Second, if the file is not in the cache, it checks the path, searching each directory in the path from left to right.

Note that the answer, then, depends on whether you happened to have run the executable in the current shell before doing the copy. If so, bash may have saved its location in the cache and it will ignore any new locations that it may be in after you make copies. If it is not in the cache, then which file is executed depends only on the order of the directories in the path.

More Details

To see what is in bash's current cache, run:

$ declare -p BASH_CMDS
declare -A BASH_CMDS='([du]="/usr/bin/du" )'

The above shows that only du was in the cache when I ran that. If I executed more commands and then ran it again, there would be more in the cache.

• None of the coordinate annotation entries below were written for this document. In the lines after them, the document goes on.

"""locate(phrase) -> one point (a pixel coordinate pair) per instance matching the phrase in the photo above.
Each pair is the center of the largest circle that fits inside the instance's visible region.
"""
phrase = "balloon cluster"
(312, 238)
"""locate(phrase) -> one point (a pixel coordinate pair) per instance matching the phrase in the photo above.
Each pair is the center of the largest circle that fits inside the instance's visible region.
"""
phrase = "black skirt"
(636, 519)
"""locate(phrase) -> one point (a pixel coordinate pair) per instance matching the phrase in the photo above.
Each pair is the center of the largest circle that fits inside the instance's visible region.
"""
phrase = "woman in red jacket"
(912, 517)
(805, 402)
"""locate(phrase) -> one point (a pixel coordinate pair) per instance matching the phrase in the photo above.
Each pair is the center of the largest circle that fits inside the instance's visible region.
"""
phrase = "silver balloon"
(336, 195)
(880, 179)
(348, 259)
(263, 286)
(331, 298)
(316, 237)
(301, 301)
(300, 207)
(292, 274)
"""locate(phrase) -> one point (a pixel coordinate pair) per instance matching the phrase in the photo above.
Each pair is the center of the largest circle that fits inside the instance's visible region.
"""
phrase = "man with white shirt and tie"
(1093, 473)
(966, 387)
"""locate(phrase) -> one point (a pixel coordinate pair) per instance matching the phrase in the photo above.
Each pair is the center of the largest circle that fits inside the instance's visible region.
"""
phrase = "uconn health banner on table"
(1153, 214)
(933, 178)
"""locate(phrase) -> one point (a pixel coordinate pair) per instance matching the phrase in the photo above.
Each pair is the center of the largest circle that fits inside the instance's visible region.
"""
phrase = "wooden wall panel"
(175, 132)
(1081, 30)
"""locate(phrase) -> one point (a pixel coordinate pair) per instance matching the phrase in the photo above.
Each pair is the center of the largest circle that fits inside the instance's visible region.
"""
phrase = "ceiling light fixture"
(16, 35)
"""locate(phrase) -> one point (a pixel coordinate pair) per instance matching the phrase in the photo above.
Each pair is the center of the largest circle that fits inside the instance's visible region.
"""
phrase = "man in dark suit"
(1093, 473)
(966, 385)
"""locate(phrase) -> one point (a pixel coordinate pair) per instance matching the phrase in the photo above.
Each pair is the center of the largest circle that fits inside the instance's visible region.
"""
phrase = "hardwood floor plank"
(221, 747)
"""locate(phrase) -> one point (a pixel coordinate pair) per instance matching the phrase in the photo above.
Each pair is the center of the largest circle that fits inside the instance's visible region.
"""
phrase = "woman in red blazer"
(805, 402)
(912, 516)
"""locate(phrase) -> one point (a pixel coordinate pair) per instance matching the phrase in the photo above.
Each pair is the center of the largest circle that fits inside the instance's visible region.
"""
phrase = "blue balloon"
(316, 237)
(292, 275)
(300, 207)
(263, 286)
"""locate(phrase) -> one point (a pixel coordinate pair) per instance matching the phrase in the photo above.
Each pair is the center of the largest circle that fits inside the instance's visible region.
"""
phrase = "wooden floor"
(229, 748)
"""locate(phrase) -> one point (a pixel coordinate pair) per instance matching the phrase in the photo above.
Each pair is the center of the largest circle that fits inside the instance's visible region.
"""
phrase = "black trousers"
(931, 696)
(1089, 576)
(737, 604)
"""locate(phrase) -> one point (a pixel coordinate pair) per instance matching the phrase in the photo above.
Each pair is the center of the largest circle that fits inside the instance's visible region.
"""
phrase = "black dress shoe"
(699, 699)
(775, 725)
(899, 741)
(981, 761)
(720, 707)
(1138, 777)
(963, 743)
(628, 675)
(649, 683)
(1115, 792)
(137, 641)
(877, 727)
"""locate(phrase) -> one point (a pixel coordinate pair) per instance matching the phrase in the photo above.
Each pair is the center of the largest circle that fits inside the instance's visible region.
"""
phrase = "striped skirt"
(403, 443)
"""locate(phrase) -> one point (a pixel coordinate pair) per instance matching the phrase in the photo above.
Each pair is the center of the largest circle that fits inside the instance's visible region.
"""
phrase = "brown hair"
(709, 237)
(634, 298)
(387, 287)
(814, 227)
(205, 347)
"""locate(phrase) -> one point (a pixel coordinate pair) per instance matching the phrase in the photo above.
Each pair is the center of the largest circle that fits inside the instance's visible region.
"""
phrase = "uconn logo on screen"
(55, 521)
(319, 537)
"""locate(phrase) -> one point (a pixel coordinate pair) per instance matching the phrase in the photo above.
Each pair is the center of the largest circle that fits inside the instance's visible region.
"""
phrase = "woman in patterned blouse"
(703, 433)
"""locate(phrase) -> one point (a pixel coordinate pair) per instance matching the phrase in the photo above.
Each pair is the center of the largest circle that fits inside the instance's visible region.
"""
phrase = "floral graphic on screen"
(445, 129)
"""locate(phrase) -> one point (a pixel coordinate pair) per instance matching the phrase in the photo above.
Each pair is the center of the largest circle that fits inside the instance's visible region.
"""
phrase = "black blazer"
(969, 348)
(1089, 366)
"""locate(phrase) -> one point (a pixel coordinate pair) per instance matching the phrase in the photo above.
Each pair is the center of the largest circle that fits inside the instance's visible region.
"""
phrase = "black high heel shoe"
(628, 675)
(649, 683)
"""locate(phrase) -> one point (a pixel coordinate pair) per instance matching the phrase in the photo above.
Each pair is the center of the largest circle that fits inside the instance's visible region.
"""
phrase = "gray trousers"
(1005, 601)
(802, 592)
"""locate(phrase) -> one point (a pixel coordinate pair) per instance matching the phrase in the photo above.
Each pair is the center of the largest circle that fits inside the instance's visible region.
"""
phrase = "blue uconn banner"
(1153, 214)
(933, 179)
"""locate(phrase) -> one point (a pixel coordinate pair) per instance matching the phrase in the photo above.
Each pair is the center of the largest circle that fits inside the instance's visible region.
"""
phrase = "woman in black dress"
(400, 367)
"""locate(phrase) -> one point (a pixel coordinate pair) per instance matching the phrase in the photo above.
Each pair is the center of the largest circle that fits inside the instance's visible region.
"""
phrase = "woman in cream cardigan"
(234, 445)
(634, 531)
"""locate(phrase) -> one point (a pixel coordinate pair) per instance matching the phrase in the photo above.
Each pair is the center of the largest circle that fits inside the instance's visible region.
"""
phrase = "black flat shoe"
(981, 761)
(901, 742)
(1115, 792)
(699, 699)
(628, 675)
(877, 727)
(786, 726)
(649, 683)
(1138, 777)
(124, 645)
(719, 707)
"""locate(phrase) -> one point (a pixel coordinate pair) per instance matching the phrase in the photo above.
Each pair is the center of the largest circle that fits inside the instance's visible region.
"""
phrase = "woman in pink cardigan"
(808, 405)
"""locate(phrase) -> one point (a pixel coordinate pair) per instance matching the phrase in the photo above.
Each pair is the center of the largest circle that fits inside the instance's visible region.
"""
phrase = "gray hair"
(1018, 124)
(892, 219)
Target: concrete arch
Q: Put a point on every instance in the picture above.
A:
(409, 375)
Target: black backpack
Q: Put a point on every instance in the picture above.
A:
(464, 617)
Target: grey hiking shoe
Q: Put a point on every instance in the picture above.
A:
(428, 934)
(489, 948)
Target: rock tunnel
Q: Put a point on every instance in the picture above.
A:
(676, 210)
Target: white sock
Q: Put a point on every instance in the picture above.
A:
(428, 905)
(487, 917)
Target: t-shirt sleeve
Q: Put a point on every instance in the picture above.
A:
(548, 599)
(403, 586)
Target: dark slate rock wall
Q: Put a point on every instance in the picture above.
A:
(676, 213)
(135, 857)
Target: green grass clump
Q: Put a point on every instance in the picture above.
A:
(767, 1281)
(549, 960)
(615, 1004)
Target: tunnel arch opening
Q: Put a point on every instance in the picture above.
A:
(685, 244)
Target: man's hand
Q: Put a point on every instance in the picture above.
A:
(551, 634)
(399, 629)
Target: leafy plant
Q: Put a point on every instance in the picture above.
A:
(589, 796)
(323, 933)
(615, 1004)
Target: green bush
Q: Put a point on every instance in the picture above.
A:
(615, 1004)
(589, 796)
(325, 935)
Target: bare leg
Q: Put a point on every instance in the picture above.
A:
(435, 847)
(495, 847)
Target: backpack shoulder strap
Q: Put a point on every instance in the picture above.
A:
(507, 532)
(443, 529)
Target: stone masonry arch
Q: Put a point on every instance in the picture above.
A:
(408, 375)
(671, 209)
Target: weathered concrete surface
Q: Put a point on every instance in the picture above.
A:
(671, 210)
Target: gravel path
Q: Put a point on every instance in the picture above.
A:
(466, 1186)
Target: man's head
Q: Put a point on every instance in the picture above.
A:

To see what the current path is, run:

$ echo $PATH
/bin:/usr/bin:/opt/bin:/usr/local/bin:/usr/X11R6/bin

The path is a colon-separated list. The above shows five directories in the path. They will be searched starting from the left and working to the right.

Can I set a preference?

Yes, you can change the order of directories in the path.

Alternatively, for interactive work, you can set an alias. For example:

$ alias dd=/opt/bin/dd

After the above alias is set, you can type dd at the command line and bash will ignore the cache and ignore the PATH, and run (or try to run) /opt/bin/dd.